Tempeh is an age-old vegetable protein source based on soy and produced by fermenting soybeans. The process occurs under the influence of a fungus (Rhizopus oligosporus), which binds the soybeans into a whole. Tempeh absorbs other flavours well, making it a marvellous ingredient for many different dishes. Tempeh is fully plant-based, containing about 22 grams of protein per 100 grams and is rich in B vitamins, iron, minerals and fibre. Tempeh can also be prepared with other kinds of beans or chickpeas.

The Tempeh Today concept will be rolled out across the country in the coming years. Schouten looks forward to have at least 100 operational SFUs by 2025. Individual SFUs are managed from the Netherlands to ensure standardized production, consistent quality and food safety. Local employees in and around SFUs are accountable for the functional side of the business.

Henk Schouten explains why they chose decentralized production with centralized monitoring. “It is more cost-effective to have a decentralized production of tempeh in India than to produce it in one large factory. This also eases the local sourcing of raw materials from smaller farmers.”

From the Small Fermentation Unit, the tempeh will be locally expanded to a radius of just over six miles. Each SFU also has its own freezer. The energy it needs will come from solar panels. 60% of the tempeh will be frozen and moved to a central location for storage and packaging for supermarkets, the catering industry or the food industry. The remaining 40% of the tempeh will be used in meals for school children. To make this creative concept a success, Schouten is working collaboratively with several Dutch and Indian parties.
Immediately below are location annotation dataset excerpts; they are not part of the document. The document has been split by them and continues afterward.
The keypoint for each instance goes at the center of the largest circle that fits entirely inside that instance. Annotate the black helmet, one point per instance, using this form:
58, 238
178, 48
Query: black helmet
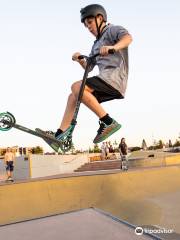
93, 10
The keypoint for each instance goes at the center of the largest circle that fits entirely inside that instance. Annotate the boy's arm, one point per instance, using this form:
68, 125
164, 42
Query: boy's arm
122, 43
82, 62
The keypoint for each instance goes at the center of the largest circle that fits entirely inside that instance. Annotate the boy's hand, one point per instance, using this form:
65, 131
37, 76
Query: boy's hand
75, 57
104, 50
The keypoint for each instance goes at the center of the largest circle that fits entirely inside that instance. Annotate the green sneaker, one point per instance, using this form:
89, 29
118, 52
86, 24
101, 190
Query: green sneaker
106, 131
50, 142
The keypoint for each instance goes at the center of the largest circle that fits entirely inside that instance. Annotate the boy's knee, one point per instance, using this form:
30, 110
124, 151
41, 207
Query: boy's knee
71, 97
75, 88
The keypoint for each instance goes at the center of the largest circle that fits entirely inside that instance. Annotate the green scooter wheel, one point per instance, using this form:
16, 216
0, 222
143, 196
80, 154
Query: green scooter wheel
6, 118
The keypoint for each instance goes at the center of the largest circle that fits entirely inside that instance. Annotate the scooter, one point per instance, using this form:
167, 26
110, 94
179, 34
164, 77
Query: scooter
8, 121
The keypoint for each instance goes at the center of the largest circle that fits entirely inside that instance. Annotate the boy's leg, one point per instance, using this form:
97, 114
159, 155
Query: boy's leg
88, 99
108, 127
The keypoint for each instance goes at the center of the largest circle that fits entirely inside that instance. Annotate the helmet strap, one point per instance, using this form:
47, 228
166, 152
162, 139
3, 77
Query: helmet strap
98, 28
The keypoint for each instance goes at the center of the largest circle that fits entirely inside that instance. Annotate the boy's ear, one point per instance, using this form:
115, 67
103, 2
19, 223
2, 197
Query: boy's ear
100, 17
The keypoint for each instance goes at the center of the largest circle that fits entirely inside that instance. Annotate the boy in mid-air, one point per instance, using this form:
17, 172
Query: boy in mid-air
111, 81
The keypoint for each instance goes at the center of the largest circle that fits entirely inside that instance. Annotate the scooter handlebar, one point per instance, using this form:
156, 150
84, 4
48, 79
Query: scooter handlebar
110, 51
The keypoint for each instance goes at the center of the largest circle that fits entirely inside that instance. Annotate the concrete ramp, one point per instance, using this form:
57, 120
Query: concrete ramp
141, 197
85, 224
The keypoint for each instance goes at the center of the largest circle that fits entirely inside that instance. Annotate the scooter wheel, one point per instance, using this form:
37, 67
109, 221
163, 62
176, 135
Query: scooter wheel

To finance the brand, the company has entered into an alliance with the Dutch Good Growth Fund, part of the Netherlands Enterprise Agency (RVO), which comes under the Ministry of Foreign Affairs. The company has established a separate entity under the name Community Food Systems and Services.

Jeroen Willemsen, Protein Commissioner of the Netherlands stated- “This is the Netherlands at its protein-best.” Willemsen, who presently works as Innovation Lead Protein Shift at FoodvalleyNL describes-“30 years ago, Dutch scientists called for a more sustainable protein system on the agenda so that 10 billion people could have access to enough and high-quality protein by 2050. Our research institutions and companies have also shown that how innovative production techniques play a major role in speeding up this ‘protein transition’. Tempeh Today explains how smart Dutch innovations can also generate huge impact outside the borders of our small nation.”
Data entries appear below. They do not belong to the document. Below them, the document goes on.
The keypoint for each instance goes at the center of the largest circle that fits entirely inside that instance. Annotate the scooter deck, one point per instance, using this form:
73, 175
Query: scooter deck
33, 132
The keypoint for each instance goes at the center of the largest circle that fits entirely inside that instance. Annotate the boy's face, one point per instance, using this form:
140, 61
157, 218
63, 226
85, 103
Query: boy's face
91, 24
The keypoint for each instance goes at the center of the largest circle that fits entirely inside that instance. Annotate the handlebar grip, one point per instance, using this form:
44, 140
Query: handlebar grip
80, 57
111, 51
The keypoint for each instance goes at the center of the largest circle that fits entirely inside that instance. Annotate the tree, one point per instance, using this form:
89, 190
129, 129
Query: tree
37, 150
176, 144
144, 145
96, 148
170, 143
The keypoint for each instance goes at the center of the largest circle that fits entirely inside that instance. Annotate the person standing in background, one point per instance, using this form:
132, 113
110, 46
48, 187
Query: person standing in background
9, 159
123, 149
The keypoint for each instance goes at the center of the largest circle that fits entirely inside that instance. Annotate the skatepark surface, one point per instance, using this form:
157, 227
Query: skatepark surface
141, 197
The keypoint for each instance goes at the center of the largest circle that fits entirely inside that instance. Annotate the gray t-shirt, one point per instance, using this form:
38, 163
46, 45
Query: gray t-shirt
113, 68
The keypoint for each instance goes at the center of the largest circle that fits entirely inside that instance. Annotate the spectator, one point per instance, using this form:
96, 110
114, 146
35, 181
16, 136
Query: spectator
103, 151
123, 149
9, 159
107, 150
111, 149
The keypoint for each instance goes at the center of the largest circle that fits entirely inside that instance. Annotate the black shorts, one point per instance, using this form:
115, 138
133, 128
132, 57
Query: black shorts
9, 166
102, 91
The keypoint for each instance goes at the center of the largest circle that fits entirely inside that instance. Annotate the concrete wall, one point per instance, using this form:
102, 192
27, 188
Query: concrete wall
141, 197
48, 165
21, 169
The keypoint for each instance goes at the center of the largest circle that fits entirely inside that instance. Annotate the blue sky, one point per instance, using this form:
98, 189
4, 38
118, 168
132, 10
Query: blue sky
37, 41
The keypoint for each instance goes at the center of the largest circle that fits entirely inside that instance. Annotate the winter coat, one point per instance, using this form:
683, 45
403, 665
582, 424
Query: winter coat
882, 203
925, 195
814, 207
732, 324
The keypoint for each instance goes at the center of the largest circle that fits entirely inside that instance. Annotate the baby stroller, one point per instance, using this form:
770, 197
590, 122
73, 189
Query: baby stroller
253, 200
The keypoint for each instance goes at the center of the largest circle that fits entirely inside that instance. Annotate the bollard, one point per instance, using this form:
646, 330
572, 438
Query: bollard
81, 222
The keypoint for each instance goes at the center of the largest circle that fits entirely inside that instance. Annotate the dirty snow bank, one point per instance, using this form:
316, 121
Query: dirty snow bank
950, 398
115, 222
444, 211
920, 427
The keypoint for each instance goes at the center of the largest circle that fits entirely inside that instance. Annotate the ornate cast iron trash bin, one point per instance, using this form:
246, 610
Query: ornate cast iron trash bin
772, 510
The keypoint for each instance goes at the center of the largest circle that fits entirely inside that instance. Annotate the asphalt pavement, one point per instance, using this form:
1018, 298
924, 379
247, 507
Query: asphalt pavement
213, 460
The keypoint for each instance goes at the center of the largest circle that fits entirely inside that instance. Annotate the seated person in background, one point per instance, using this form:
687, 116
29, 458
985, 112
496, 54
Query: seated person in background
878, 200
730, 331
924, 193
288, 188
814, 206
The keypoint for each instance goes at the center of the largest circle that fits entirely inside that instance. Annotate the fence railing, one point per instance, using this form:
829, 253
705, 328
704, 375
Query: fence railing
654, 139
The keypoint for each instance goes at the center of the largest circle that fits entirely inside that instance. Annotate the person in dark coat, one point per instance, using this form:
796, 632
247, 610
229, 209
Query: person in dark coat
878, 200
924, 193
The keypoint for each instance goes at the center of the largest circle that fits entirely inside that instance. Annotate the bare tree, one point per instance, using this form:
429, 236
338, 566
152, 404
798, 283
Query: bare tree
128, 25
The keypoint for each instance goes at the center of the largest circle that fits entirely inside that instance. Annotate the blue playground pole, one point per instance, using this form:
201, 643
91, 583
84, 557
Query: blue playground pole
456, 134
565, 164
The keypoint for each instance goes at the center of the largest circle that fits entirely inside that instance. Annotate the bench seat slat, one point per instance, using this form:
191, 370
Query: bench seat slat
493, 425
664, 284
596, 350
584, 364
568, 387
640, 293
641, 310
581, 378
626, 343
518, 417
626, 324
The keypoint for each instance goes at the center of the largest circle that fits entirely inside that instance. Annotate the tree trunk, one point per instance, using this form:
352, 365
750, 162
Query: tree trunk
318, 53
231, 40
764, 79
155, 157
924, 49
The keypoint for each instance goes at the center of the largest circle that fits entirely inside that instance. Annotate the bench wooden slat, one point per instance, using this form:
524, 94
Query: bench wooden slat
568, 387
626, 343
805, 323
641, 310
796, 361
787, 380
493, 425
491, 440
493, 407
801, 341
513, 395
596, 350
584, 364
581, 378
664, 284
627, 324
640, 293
The company provides earning to 800 Indian workers for the coming years. This means that they will get a fair wage and be able to offer a better future for their families. In addition, 2,000 local soybean farmers can receive an income by delivering soybeans to the local SFU. The farmers are being given training to get the land yield and the quality of the soybeans as high as possible and to grow them sustainably.

The company anticipates to ultimately producing a total of 10,000 tons of tempeh a year in an attempt to offer the Indian diet a healthy and sustainable protein boost.

In 1990, Henk Schouten was the first Dutchman to begin developing and producing meat substitutes based on vegetable proteins. Schouten Europe B.V., a family business based in Giessen, Noord-Brabant, has evolved into a significant player in the market for plant-based protein products. With the advancement to Tempeh Today, Schouten confirms its role as a pioneer and innovator in the segment of vegetable protein.